Après la disparition d'Andrzej Żuławski en février, le cinéma polonais a perdu une autre de ses figures mythiques. Le célèbre metteur en scène polonais Andrzej Wajda est mort dimanche soir à Varsovie à l'âge de 90 ans, ont annoncé ses proches et plusieurs médias nationaux. Décédé d'une insuffisance pulmonaire, il était hospitalisé depuis plusieurs jours et se trouvait dans un coma pharmacologique, selon un proche de la famille. "Nous espérions qu'il en sortirait", a dit le scénariste et metteur en scène Jacek Bromski sur la chaîne privée TVN24.

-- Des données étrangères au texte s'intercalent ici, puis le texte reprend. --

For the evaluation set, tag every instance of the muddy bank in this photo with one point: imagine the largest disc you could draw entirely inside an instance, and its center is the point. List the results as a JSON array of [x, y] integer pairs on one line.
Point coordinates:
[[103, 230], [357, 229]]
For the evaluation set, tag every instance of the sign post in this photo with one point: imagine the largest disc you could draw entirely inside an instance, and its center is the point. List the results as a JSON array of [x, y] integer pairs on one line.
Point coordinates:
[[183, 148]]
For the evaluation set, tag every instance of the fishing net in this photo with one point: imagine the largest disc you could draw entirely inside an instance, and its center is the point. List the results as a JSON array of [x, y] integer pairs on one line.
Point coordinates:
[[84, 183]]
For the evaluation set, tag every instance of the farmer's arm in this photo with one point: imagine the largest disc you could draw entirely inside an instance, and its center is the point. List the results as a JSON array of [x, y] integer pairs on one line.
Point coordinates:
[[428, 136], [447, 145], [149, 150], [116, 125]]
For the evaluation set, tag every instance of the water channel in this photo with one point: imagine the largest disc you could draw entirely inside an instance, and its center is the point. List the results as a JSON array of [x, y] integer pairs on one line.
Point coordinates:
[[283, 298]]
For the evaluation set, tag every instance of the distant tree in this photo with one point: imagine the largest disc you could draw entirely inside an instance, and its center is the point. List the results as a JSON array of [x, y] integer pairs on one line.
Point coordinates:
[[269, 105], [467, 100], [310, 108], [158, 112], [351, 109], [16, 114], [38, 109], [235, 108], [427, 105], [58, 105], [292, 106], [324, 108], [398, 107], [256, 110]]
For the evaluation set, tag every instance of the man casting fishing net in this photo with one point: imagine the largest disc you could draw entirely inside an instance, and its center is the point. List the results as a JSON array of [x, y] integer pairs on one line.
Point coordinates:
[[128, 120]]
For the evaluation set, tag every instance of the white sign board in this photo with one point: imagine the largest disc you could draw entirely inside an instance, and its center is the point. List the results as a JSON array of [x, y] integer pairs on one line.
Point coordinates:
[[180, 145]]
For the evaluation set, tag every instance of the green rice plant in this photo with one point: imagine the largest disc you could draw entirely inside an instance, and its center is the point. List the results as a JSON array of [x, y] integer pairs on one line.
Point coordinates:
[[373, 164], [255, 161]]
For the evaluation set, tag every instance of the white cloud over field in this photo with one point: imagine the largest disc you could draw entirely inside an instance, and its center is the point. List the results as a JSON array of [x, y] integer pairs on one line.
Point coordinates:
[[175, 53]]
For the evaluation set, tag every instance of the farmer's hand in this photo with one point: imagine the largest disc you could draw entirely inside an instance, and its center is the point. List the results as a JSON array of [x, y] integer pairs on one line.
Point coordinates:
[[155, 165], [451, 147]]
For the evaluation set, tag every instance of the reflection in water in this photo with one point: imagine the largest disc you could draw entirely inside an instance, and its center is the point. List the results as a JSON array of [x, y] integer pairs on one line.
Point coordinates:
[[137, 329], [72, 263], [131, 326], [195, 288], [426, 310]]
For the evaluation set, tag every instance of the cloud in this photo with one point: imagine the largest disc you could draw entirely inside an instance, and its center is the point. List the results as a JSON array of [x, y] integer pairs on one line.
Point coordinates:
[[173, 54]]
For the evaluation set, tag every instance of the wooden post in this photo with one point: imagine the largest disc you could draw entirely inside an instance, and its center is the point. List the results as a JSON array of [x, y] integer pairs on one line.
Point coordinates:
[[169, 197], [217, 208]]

Cinéaste engagé, figure avant-gardiste du cinéma polonais dès les années 50, notamment le très cru Une fille a parlé, Wajda a largement marqué son pays par le ton de ses films, la critique sous-jacente de la propagande communiste, de la bêtise humaine ou de la compromission politique, le tout sous des formes romantiques virant parfois à la fresque historique. Auteur d'une cinquantaine de films, le réalisateur polonais, fils d'une institutrice et d'un officier tué en 1940 lors du massacre de Katyń (qui fut orchestré par les Soviétiques et camouflé en crime de guerre allemand), avait remporté ex-aequo avec Ingmar Bergman le Prix du Jury à Cannes en 1957 avec le bien symbolique Ils aimaient la vie, avant de filer vers la consécration avec deux nominations à l'Oscar du meilleur film étranger, en 1976 pour La Terre de la grande promesse et en 1980 pour Les Demoiselles de Wilko.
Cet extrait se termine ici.